Abdominal Exercises with Pilates Matwork

    Abdominal Exercises with Pilates Matwork

    A Pilates Matwork routine that helps us strengthen the abdominal muscles. In the video we will see together some exercises to tone the abdomen deeply.


    • Sit on the ground with your knees bent. Round the column making a C with the back, hands under the knees (4 repetitions)
    • I round the column creating a C with the back, the outstretched arms go up and down towards the mat (8 repetitions)
    • I round the column by creating a C with the back.
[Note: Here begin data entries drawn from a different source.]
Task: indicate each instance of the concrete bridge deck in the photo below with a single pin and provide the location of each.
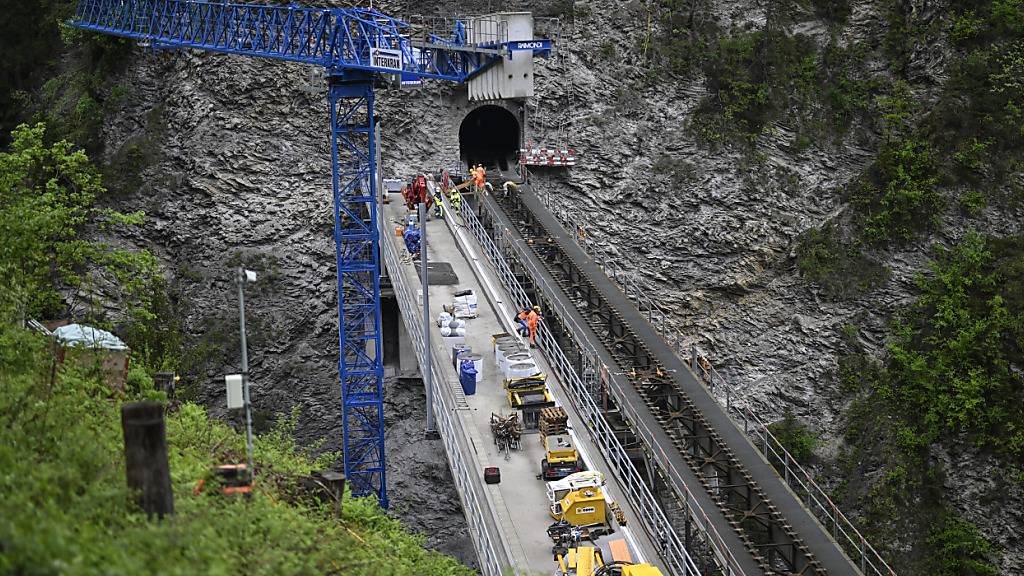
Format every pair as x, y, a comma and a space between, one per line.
513, 513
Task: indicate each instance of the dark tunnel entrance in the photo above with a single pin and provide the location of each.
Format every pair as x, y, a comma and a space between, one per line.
488, 135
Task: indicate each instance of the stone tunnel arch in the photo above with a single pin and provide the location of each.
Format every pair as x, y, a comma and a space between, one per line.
489, 135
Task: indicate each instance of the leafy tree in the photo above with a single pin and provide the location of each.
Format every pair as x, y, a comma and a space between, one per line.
65, 507
796, 437
952, 354
957, 549
901, 197
47, 200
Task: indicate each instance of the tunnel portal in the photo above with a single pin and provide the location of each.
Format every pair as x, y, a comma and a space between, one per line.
488, 135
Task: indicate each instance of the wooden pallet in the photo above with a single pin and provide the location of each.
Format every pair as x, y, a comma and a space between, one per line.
552, 421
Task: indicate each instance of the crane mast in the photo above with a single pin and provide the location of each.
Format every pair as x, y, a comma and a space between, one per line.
353, 45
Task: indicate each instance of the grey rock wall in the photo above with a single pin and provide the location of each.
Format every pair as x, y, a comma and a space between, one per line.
245, 169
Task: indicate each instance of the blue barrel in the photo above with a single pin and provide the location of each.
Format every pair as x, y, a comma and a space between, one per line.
458, 351
467, 377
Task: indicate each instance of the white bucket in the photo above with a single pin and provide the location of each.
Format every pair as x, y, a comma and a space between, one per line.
477, 360
507, 350
511, 359
522, 369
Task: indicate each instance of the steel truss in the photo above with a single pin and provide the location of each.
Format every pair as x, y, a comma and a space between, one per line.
356, 239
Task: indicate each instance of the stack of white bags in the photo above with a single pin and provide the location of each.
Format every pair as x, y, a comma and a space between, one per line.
465, 304
450, 326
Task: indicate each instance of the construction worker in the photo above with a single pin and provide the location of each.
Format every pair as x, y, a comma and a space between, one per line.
532, 319
520, 320
412, 238
438, 205
407, 194
479, 177
456, 200
509, 187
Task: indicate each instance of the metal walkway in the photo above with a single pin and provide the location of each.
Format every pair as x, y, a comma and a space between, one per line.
708, 461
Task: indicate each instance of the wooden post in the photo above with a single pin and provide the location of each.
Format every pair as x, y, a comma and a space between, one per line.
145, 456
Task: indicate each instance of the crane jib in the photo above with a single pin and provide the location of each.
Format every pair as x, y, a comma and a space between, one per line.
334, 38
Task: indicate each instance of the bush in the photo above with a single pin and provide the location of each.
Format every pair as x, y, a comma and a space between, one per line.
841, 270
833, 11
795, 437
65, 507
737, 81
951, 353
958, 549
900, 198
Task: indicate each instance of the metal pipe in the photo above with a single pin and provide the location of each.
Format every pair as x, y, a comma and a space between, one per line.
245, 372
427, 379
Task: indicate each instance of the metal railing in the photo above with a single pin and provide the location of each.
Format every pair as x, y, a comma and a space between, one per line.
797, 478
468, 482
651, 516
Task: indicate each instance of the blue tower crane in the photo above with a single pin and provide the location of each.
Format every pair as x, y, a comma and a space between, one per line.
354, 45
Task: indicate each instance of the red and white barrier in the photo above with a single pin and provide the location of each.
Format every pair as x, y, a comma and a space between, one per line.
547, 157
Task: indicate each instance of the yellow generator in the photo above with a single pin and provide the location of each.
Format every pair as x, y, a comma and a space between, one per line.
529, 396
587, 561
560, 458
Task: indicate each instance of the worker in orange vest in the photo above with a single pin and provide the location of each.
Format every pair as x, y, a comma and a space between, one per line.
479, 177
532, 319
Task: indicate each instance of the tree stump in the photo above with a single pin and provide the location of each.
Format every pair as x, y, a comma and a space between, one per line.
145, 456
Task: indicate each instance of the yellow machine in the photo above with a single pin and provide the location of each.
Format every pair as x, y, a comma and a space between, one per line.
587, 561
529, 396
530, 392
585, 507
641, 570
581, 561
560, 458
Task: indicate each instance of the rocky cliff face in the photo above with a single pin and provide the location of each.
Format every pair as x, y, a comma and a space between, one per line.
243, 177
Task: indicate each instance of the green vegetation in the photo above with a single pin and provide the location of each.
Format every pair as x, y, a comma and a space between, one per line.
952, 352
64, 503
796, 437
899, 198
960, 548
841, 270
47, 196
65, 507
755, 77
894, 484
57, 75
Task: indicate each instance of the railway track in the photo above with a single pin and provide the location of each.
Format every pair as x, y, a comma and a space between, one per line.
667, 388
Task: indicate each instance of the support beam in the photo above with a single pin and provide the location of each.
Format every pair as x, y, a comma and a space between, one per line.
356, 241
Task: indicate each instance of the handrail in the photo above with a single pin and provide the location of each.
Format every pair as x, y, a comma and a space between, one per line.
467, 482
651, 515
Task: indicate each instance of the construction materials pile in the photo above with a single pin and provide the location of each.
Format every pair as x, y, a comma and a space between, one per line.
552, 421
465, 304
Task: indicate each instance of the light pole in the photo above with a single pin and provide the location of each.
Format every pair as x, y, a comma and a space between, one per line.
244, 277
427, 370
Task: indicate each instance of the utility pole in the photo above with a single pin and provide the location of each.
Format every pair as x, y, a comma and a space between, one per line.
244, 276
427, 372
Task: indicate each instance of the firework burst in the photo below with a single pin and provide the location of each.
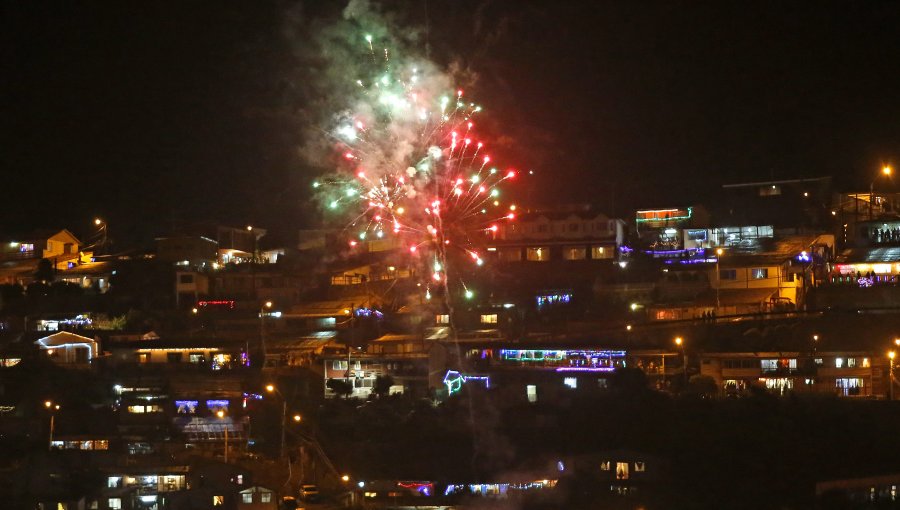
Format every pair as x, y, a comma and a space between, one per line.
413, 169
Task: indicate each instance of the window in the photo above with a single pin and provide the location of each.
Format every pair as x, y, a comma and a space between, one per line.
601, 252
489, 318
574, 253
510, 254
538, 253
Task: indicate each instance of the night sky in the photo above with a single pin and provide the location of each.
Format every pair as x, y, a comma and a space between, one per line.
150, 114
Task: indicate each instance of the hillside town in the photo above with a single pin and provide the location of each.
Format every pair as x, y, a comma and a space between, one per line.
217, 366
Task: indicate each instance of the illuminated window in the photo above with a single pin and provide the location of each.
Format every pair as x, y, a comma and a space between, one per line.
510, 254
574, 253
538, 254
489, 318
728, 274
601, 252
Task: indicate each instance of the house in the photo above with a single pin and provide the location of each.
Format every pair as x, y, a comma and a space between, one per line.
67, 348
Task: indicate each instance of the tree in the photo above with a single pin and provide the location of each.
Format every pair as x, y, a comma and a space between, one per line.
382, 386
340, 387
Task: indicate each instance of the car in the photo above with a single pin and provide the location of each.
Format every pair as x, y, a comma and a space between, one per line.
309, 492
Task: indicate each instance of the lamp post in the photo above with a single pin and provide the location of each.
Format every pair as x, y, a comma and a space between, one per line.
221, 414
680, 343
51, 407
271, 389
886, 170
262, 330
891, 355
719, 252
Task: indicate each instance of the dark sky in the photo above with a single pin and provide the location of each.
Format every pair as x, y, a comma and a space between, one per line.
152, 113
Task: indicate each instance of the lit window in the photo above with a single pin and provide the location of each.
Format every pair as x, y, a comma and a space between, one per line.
759, 273
538, 254
489, 318
601, 252
574, 253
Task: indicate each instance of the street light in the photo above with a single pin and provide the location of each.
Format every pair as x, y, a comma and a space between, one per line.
891, 355
886, 171
272, 389
221, 414
680, 343
51, 407
719, 252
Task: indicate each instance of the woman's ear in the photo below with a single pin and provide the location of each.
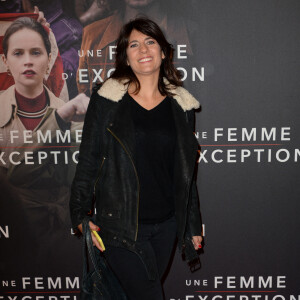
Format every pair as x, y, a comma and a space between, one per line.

The outstretched arms do 4 dribbles while one leg is stretched to the ground with a hammer toe and the other bent (alternating right and left) to the ground (4 repetitions)
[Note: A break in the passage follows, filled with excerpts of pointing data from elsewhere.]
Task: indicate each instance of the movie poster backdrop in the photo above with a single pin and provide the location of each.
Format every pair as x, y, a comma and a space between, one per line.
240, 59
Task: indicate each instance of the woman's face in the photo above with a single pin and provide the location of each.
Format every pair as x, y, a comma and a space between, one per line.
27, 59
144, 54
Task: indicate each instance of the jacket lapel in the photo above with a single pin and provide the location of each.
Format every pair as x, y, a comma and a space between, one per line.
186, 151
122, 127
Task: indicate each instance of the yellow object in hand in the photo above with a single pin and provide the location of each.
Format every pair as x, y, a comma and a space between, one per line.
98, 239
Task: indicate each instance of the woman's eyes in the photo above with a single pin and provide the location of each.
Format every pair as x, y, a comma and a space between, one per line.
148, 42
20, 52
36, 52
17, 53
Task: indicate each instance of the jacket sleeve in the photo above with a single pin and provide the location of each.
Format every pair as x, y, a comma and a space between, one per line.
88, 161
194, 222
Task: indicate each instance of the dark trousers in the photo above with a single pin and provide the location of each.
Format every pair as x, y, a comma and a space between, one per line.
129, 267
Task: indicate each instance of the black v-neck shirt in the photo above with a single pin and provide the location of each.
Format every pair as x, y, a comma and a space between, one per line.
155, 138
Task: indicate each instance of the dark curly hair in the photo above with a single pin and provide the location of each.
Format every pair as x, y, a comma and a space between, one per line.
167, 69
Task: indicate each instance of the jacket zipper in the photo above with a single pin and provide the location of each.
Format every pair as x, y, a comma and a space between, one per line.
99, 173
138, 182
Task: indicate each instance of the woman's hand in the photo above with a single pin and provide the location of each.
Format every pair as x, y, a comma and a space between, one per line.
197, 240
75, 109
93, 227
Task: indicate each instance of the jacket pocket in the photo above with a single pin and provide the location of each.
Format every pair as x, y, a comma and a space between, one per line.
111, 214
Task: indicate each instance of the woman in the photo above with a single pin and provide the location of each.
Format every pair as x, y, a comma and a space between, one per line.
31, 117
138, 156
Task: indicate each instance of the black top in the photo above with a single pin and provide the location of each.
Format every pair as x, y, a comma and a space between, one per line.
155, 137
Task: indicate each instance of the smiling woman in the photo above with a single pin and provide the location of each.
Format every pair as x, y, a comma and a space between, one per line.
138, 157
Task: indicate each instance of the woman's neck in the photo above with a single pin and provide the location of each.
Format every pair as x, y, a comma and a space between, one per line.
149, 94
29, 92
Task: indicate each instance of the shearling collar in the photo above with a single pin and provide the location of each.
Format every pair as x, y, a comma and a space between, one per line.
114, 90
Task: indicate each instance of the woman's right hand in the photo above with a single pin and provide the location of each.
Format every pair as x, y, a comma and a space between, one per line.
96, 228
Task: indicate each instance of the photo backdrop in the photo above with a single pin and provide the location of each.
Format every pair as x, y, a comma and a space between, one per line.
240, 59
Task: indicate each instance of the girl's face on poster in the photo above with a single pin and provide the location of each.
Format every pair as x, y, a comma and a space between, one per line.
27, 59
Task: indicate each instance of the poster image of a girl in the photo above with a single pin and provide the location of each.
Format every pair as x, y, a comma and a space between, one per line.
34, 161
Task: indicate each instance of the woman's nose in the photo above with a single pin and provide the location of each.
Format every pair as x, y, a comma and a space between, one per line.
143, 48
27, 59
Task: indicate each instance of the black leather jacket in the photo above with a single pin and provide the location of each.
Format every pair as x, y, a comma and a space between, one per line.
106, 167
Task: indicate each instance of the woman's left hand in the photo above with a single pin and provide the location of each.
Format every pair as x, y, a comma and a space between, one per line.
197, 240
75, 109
    • Arm stretch up and lift single knee opposite the arm (alternating right and left) (4 repetitions)
    • I stretch arms together upwards and lift single knee (alternating right and left) (8 repetitions)
    • Right arm stretch and left leg stretch towards the mat (8 repetitions)
    • Left arm extension + right leg extension towards the mat 
    • Knees raised to table arms stretched upwards. Opposite arm and leg stretch (8 repetitions)
    • Left arm + right leg stretched to the mat, rise stretched upwards (8 repetitions)
    • Right arm + left leg stretched to the mat and rise stretched upwards (4 repetitions)
    • Single leg stretches alternating right and left upwards with hammer toe (8 repetitions)
    • Single right leg pedaling (8 repetitions)
    • Left leg single pedaling (8 repetitions)
    • Complete pedaling with cervical raised (8 repetitions)
    • Scissors pulling the leg to the chest alternating them with 2 springs (8 repetitions)
    • Scissors Cervical on the ground legs stretched upwards 8 Alternate right and left leg, one straight leg descends towards the mat and one bends as I wanted to draw an arrow (8 repetitions)
    • Legs stretched down towards the mat with hammer tips, at 45 ° they bend and rise stretched upwards. I reposition the legs at 45 °, quick little steps in the air, hammer tips, count 10 times.
    • Final stretch. Completely on the ground we stretch out on the mat, arms and legs long. Roll Up, we return to sitting on the floor and the sequence for the abdominals is over.